They've gone all the way to the U.S. Supreme Court to avoid admitting that the principal freaking overreacted to an innocent, if slightly tasteless, prank sign.
Let me get this straight. This didn't happen on school grounds, and it didn't happen during school hours (since they were dismissed early), and he was suspended for it? And courts have been upholding this?
Great Lord Baby Jesus On A Bong.
The 9th Circuit Court of Appeals ruled FOR the kid, which is why the school district appeal is before the Supremes.
And this whole stupid thing happened in MY HOME TOWN.
[ 12 March 2007: Message edited by: Ken Burch ]
Does the Supreme court need to give reasons why it accepts or rejects a review?
I don't think so, but I'm not positive about that.
Heh. How's that for legal advice from a non-lawyer? [img]biggrin.gif" border="0[/img]
I think all courts have to explain their judgements, don't they?
Man, just more fascist assholes who seem to think that it should be against the law to embarrass them. I hope that kid sues them after he wins.
Well, I can understand behavioural standards in schools. For instance, although swearing is not illegal, if you do it in class, you can be suspended. Fair enough - there are certain rules in school that are not laws of the land, but can be enforced at school.
But this kid wasn't at school. He was dismissed early and not on school property. I can't imagine how the school figures they have any right to interfere with a child's education because of something he does on his own time.
The reason I ask is that I assume you need to prepare arguments for the Supreme Court in order for them to make a desicion whether to hear the case. Given that desicions are written, the dissentions are written, I figure there should be some record as to why the court would hear one case but not another.
And court case that lines up the the ACLU and the Christian Right and a whole plehtora of other groups in between against, essentially, the school board and the Department of Justice (run by Bush appointees... kinda like the Supreme Court, if you think about it).
edit: wrong cut and paste!
[ 12 March 2007: Message edited by: clockwork ]
FYI, clockwork, the U.S. Supreme Court is under NO obligation to explain why it refuses to accept a particular case. In those cases, the court will simply state that it refuses a case "without comment".
I don't know if this is the same as in Canada or not.
Neither do I, but I want to find out.
I also want to find out why why this particular aspect of the Supreme Court is opaque.
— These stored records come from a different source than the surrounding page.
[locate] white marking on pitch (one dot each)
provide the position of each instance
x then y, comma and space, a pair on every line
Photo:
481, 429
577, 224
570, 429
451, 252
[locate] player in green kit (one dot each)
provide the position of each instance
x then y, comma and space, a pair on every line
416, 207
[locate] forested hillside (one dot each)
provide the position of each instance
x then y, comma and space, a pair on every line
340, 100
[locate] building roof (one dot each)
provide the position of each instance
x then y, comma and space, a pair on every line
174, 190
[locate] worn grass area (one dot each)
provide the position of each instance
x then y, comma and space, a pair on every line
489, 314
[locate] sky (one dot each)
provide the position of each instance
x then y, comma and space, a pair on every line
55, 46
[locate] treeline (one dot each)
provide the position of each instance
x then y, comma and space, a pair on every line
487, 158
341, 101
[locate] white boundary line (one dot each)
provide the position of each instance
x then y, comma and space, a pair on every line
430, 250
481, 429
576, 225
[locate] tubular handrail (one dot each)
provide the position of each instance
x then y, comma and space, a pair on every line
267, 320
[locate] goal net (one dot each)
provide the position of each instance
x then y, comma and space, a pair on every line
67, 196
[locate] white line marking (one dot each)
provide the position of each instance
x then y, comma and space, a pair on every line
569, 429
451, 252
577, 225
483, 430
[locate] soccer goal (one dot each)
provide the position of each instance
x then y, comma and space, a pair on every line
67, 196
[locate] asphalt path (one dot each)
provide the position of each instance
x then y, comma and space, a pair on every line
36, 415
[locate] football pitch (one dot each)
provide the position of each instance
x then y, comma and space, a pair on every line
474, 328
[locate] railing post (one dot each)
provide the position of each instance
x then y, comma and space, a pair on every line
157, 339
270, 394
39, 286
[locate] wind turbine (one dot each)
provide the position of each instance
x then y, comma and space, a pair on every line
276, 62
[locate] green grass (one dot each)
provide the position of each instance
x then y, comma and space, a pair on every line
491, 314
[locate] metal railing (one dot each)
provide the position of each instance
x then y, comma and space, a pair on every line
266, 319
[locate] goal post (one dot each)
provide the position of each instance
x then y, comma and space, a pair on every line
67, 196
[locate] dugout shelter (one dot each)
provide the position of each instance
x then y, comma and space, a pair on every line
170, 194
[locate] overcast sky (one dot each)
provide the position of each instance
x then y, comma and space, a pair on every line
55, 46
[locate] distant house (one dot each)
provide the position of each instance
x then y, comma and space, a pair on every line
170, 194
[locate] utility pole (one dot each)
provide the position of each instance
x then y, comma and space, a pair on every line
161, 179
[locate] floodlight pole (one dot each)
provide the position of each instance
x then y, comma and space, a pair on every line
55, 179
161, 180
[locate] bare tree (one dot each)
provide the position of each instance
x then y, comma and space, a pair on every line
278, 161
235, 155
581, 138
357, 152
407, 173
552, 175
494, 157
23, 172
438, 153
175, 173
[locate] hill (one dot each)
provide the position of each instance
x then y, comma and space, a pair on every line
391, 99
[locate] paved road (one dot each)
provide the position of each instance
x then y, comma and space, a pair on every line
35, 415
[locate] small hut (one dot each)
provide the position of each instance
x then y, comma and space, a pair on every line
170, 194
This strikes me as... open to influence.. but also strikes me as a method to dodge topics better handled by the legislative branch...
I'm torn whether to be suspicious or not about this. And I'm kinda curious why I suspect the American judicial system of inadequaciesmore than my own, to be quite frank.
If the application is dismissed, a copy of the judgment will be sent to you by mail. The Court does not usually issue reasons for its decisions to allow or dismiss an application for leave.